In npeters1322/bRacketbusteRs: Work with Kaggle's 2021 March Mania Data

knitr::opts_chunk$set(
  collapse = TRUE,
  comment = "#>"
)

To find the GitHub page for this package, go to this link.

Introduction/Background

As an avid college basketball fan, March Madness is one of my favorite times of the year. Paired with my interest in statistics, I enjoy utilizing data to help predict games, which led me to think of creating this package. Luckily, Kaggle's March Mania competition provides comprehensive data that can be used to predict games and compete in the competition itself. However, there are a few challenges when using this data.

One challenge I addressed in my package was that there wasn't a great way to get this specific data directly from Kaggle into R. Building off of the kaggler package, which helped by providing a function to download all of the data into the current directory, my package contains a function that has that ability and also allows users to select specific files to read in. Selecting files is done in a Shiny gadget built into the function, so users do not have to know the names of the files and use read.csv. As a result, my package makes it simple to download and read in the data.

Another challenge is that there are no one-line functions to calculate per-game statistics for teams. In the data, statistics are given for each game, which wouldn't be very helpful to predict games. Per-game statistics for a whole season, however, would be beneficial. Although you could use dplyr to manipulate the data, it takes several steps. With my function, which used a lot of dplyr manipulation, you can use one line of code to get per-game statistics for each team in each season, shortening the process. This is beneficial because you want to get through the data manipulation portion as quickly as possible so you can start to actually predict games.

A third challenge in R is that creating a bracket can be very time consuming. As any March Madness fan knows, bracket-making is an important part of the event. While R users could use ggplot2, it would take a long time to put together. My package addresses this issue in two separate functions. One function allows users to create the outline of the bracket in one line of code, and then they can put in their own teams to fill it in. Otherwise, the other bracket function can be used. When calling the second function, teams are actually filled in for the season provided by the users automatically, and users can then also provide predictions that will be filled in for them; otherwise, the true outcomes will be filled in. This function relies a lot on ggplot2, but it makes it easy to create a bracket which would otherwise take awhile to correctly put together.

My main motivation for creating this package was to make it easier and quicker to work with the competition data. While many of the processes would not be too difficult to do on your own, this package can make it a little quicker, saving a headache when trying to do data wrangling.

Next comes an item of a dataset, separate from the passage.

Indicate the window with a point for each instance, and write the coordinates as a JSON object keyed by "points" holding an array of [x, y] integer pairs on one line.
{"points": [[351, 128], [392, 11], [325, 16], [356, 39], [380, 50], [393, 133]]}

Examples of Using the Package

You can install the development version of bRacketbusteRs by running the following code:

devtools::install_github('npeters1322/bRacketbusteRs')

If you get errors related to the kaggler package, try installing that package first by following this link and using the code in the "Installation" section.

After installing the package, load it using the following code:

library(bRacketbusteRs)

To use this package, users must be authenticated to use the Kaggle API and must have accepted the terms of the competition. To set that up, please follow these steps:

Go to Kaggle.com and sign in or create an account.
Find the March Mania competition by going to this page. Go to the data section and accept the terms if you have not already.
Click on the icon of your profile picture in the top right and then click "Account."
Scroll down to the "API" section and click "Create New API Token." It should automatically download a file called "kaggle.json" for you, which contains your username and API key.
Save the "kaggle.json" file somewhere it will be easy to find later.
Copy the "kaggle.json" file to "~/.kaggle/kaggle.json" or install the kaggler package and then follow the steps listed here.
After that, you should be all set to use the package!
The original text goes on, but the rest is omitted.